Although it already supports a wide variety of functions, this library is still under active development and the API is subject to change. For feature requests or bug reports, please open an issue. We also encourage pull requests.

Overview

A lightweight and efficient library for operations on block-sparse matrices in PyTorch using Triton.

Currently supported operations (includes gradient calculation):

  • Matrix multiplication
  • Softmax
  • Transpose
  • Gather
  • Scatter (supports either no reduction or summation, gradients are only available for summation)
  • Repeat (supports target sparsity layout)
  • Repeat Interleave (supports target sparsity layout)
  • Splitting and merging of matrices along the last dimension
  • Conversion to and from sparse form
  • Conversion to different sparsity layouts and different sparsity block sizes

As with this library sparse matrices are represented using a tuple of (matrix, sparsity_layout, sparsity_block_size), any element-wise operations can be applied in regular torch-like fashion. These include, e.g.,

  • Element-wise addition and subtraction
  • Element-wise multiplication and division
  • Element-wise exponentiation
  • ...

Note that in order to correctly apply element-wise operations between two sparse tensors their sparsity layouts have to match.

Further helpful operations (included in the bs.ops.misc module) that do not support gradient calculation include:

  • Row-wise sum, max, addition, and subtraction
  • Broadcast addition and subtraction between slices

Furthermore, the library provides a set of utility functions for the creation of sparsity layouts based on existing dense tensors and for the scatter operation (module bs.layouting), as well as utility functions to apply linear layers, ensure correct input dimensionality, and validate input (module bs.utils).

Installation

Note that due to the dependency on Triton this library is only compatible with the Linux platform.

We recommend installing blksprs from PyPI using pip:

pip install blksprs

Dependencies

Changelog

See CHANGELOG.md for a detailed changelog.

Usage

We provide an example below to demonstrate the usage of the library.
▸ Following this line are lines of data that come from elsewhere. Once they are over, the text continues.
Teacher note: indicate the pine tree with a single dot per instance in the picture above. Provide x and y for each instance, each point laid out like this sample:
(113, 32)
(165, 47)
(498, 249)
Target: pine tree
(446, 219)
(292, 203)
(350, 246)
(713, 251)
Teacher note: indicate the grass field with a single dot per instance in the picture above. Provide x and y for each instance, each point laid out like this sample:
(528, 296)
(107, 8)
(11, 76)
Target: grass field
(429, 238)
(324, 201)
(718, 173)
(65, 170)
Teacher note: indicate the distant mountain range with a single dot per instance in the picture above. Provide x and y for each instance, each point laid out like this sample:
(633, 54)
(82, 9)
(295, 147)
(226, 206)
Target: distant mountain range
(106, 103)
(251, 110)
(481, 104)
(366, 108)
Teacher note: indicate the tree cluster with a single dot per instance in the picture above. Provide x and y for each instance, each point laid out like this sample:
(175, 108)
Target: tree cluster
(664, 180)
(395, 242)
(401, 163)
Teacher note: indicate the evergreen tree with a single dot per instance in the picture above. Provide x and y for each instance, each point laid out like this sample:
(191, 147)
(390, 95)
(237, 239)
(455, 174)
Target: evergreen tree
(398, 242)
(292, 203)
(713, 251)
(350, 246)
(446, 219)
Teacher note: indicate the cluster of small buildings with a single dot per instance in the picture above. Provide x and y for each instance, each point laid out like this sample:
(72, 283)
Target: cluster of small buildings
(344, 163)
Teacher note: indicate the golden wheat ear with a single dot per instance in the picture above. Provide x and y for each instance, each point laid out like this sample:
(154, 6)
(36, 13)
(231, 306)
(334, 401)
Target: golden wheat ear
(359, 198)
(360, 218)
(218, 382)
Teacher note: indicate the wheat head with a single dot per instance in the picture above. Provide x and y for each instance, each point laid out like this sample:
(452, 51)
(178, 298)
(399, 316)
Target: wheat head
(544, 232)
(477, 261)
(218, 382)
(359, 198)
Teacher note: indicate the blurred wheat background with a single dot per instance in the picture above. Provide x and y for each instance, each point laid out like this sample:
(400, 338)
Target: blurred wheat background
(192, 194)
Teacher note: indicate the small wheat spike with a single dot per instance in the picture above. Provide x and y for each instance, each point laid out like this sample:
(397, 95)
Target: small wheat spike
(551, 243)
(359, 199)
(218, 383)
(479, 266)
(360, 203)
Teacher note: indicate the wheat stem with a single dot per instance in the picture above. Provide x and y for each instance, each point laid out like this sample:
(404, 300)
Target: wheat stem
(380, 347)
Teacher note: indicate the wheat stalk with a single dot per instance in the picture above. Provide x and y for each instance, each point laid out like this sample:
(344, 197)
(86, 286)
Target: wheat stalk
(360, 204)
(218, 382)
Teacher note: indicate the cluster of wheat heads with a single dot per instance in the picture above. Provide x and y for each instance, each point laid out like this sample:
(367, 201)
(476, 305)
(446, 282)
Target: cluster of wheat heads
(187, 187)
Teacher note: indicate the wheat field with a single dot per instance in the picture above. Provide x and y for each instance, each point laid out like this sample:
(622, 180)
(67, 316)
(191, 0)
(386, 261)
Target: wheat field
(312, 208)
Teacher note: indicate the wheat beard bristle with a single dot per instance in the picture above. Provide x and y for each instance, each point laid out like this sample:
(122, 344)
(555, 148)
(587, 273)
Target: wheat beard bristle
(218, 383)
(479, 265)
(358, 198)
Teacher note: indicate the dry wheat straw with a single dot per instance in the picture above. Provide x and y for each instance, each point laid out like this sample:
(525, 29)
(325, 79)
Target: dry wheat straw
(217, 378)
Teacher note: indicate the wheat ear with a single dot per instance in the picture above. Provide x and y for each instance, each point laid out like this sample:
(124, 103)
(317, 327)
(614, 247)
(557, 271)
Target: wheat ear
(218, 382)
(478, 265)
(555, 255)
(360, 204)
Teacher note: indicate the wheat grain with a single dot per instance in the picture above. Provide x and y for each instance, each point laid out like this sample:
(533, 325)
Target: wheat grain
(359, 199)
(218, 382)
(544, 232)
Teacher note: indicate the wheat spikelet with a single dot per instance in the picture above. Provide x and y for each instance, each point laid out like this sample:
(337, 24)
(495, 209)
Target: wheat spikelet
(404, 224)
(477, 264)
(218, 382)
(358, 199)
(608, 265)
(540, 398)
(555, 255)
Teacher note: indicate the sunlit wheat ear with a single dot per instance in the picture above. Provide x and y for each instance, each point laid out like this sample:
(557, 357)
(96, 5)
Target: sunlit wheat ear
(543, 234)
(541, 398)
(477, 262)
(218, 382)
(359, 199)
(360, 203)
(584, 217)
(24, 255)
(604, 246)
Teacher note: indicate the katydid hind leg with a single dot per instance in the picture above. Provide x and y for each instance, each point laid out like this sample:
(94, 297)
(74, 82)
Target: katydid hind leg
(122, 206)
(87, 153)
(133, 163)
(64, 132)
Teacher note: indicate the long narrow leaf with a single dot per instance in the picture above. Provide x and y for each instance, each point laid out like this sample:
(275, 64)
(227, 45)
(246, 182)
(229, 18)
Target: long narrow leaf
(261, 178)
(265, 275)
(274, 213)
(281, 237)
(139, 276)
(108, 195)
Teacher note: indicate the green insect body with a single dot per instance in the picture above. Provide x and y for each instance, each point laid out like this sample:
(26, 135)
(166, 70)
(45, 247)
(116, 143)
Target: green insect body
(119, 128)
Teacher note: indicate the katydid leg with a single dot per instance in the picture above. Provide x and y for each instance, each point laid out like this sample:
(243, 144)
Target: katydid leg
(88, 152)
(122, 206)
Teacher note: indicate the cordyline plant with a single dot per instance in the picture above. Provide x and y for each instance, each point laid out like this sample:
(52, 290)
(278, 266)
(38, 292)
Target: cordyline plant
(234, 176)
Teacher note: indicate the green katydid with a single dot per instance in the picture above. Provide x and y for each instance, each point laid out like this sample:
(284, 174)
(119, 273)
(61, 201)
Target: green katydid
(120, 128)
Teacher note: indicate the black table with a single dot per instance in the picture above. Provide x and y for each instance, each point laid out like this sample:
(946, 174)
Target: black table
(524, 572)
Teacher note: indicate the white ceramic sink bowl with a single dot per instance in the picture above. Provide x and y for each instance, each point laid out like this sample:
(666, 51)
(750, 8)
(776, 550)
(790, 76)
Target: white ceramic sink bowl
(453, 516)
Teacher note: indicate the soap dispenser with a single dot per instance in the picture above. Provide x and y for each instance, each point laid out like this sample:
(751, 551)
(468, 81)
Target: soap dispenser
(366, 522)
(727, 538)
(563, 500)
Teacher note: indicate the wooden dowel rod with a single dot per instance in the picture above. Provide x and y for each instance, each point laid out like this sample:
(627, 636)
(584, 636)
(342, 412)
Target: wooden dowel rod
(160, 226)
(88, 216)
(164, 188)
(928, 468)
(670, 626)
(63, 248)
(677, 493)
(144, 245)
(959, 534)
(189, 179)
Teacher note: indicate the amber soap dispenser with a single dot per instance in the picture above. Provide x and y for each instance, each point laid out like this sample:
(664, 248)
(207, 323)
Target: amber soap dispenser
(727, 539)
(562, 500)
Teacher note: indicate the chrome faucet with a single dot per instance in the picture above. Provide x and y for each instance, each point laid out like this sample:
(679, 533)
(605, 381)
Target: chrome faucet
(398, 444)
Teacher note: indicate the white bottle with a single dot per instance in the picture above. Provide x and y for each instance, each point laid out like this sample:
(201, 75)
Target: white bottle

For more detailed examples, please refer to the test cases which cover all implemented operations and functions. The example below can also be found in the test cases.

import torch
import blksprs as bs


def test_readme():
    # Set up parameters (batch size, number of heads, dimensions for matrices (m, k) and (n, k))
    b, h, m, n, k = 2, 4, 64, 64, 16

    # Percentage of blocks that will be sparse in the output for demonstration purposes
    sparsity_percentage = 25

    # Must be a power of two, greater than or equal to 16 for matmul, and divide m, n, and k
    sparsity_block_size = 16

    # Must be a power of two and smaller than or equal to sparsity_block_size
    # If it is set to ``none`` a value will be chosen automatically
    triton_block_size = None

    # Initialise random (dense) tensors
    x = torch.randn(size=(b, h, m, k), device="cuda")
    y = torch.randn(size=(b, h, n, k), device="cuda").transpose(-1, -2).contiguous()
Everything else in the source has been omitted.